What is nature? At first pass, most of us would say ‘the living world’—and by living we mean the organic world. But we now understand that even the seemingly inorganic aspects of our planet are deeply intertwined with organic processes (the red chert rock outcrops near my home in San Francisco are the fossilised remains of billions of dead radiolaria once deposited on the ocean floor). James Lovelock’s Gaia hypothesis proposed that the entire planet is a self-regulating, organic whole. From this perspective, nature extends to the edge of the vacuum of space. There lies the current known limit of living processes. But the scientific consensus is that it doesn’t end there. Following the Copernican Principal, if life has arisen on Earth it must be widely distributed throughout the universe. Life is increasingly seen to be an inherent and emergent property of the complexity of the universe’s fundamental structure.

 

Image: Lita Albuquerque, Stellar Axis: Antarctica, 2006. Courtesy of the artist. Photograph: Jean de Pomereu.

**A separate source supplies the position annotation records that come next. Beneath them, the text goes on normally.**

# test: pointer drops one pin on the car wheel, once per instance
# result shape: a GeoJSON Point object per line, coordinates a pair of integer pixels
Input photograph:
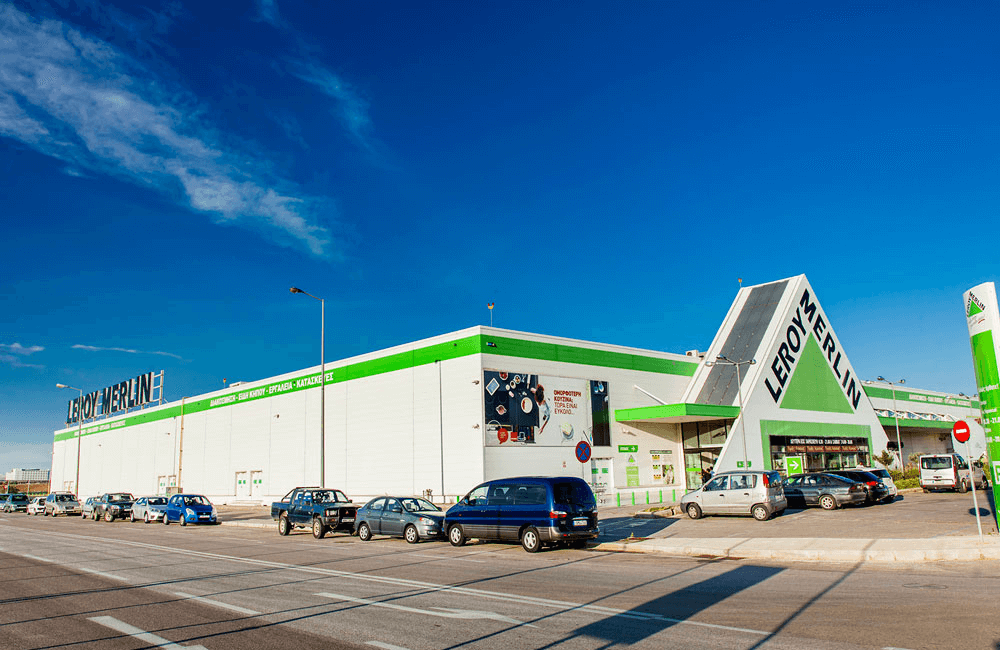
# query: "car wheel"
{"type": "Point", "coordinates": [456, 535]}
{"type": "Point", "coordinates": [530, 540]}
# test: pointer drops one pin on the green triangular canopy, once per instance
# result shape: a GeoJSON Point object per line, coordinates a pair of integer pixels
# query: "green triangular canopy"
{"type": "Point", "coordinates": [813, 386]}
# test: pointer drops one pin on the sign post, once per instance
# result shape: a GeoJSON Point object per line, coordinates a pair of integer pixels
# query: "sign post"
{"type": "Point", "coordinates": [983, 319]}
{"type": "Point", "coordinates": [961, 433]}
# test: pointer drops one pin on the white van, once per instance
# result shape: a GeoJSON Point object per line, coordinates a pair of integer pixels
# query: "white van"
{"type": "Point", "coordinates": [948, 472]}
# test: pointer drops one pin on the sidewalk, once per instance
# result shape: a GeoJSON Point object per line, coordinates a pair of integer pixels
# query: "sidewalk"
{"type": "Point", "coordinates": [916, 528]}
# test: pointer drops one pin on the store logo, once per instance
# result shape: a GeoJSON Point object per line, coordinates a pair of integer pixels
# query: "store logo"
{"type": "Point", "coordinates": [808, 318]}
{"type": "Point", "coordinates": [975, 307]}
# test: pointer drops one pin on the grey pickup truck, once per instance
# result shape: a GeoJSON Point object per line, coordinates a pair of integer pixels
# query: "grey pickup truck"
{"type": "Point", "coordinates": [321, 509]}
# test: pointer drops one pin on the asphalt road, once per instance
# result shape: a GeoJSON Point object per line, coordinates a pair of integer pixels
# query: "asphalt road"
{"type": "Point", "coordinates": [72, 582]}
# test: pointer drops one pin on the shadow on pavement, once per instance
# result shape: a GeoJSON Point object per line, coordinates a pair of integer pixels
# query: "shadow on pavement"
{"type": "Point", "coordinates": [618, 528]}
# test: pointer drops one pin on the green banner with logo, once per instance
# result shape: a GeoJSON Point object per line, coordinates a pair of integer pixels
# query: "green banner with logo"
{"type": "Point", "coordinates": [982, 316]}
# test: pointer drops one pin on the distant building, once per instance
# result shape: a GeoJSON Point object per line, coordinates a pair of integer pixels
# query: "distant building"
{"type": "Point", "coordinates": [27, 475]}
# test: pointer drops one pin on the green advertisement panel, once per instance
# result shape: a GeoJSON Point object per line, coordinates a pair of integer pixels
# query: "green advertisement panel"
{"type": "Point", "coordinates": [982, 316]}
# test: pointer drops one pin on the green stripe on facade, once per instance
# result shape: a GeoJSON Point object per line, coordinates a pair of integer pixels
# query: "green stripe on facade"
{"type": "Point", "coordinates": [922, 398]}
{"type": "Point", "coordinates": [475, 344]}
{"type": "Point", "coordinates": [890, 423]}
{"type": "Point", "coordinates": [714, 411]}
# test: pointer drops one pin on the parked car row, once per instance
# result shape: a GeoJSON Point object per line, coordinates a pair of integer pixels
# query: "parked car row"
{"type": "Point", "coordinates": [535, 511]}
{"type": "Point", "coordinates": [181, 508]}
{"type": "Point", "coordinates": [766, 494]}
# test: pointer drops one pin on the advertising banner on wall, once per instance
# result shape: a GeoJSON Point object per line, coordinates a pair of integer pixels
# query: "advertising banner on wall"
{"type": "Point", "coordinates": [524, 409]}
{"type": "Point", "coordinates": [983, 320]}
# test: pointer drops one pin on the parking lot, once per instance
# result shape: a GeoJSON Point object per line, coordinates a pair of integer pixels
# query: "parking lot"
{"type": "Point", "coordinates": [913, 515]}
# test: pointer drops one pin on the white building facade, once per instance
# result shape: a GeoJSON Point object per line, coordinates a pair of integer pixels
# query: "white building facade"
{"type": "Point", "coordinates": [439, 416]}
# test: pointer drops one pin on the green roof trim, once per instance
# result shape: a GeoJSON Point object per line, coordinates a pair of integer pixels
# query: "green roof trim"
{"type": "Point", "coordinates": [457, 348]}
{"type": "Point", "coordinates": [889, 424]}
{"type": "Point", "coordinates": [903, 395]}
{"type": "Point", "coordinates": [676, 410]}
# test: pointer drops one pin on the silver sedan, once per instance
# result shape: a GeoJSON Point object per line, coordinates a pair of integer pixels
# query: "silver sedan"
{"type": "Point", "coordinates": [148, 509]}
{"type": "Point", "coordinates": [411, 518]}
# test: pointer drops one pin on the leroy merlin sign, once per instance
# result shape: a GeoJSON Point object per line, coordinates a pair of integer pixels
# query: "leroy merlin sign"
{"type": "Point", "coordinates": [809, 341]}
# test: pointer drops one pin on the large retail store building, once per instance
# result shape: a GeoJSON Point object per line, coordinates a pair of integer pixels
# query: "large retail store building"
{"type": "Point", "coordinates": [440, 415]}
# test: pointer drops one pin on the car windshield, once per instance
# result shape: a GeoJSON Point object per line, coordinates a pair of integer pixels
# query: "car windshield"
{"type": "Point", "coordinates": [574, 494]}
{"type": "Point", "coordinates": [935, 462]}
{"type": "Point", "coordinates": [329, 496]}
{"type": "Point", "coordinates": [420, 505]}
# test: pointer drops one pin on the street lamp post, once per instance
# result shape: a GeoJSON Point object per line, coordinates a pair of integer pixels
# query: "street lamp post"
{"type": "Point", "coordinates": [899, 444]}
{"type": "Point", "coordinates": [723, 360]}
{"type": "Point", "coordinates": [322, 383]}
{"type": "Point", "coordinates": [79, 436]}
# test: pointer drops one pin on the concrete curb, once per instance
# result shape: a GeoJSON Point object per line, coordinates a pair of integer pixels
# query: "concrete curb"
{"type": "Point", "coordinates": [248, 523]}
{"type": "Point", "coordinates": [817, 550]}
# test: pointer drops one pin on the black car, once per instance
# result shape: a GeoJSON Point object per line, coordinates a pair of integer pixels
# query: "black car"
{"type": "Point", "coordinates": [14, 502]}
{"type": "Point", "coordinates": [874, 487]}
{"type": "Point", "coordinates": [113, 505]}
{"type": "Point", "coordinates": [827, 491]}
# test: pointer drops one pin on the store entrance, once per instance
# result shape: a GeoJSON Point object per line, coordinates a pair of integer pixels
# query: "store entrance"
{"type": "Point", "coordinates": [820, 454]}
{"type": "Point", "coordinates": [703, 442]}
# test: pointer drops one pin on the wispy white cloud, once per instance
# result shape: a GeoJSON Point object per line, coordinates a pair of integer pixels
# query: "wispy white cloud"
{"type": "Point", "coordinates": [13, 353]}
{"type": "Point", "coordinates": [267, 11]}
{"type": "Point", "coordinates": [352, 107]}
{"type": "Point", "coordinates": [94, 348]}
{"type": "Point", "coordinates": [77, 99]}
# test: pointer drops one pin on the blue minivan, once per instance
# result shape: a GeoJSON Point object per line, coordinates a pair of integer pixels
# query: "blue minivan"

Donald Fortescue is a Professor at the California College of the Arts (CCA) in San Francisco. He was born in Sydney and moved to the US in 1997. Prof. Fortescue is currently a PhD candidate at the Australian National University, where his research explores congruencies between the methodologies, aspirations and limits of ‘science’ and ‘art’. He was awarded a US National Science Foundation Artists and Writers Fellowship and undertook work at the South Pole in the austral summer of 2016–17 in collaboration with the IceCube Neutrino Observatory (icecube.wisc.edu).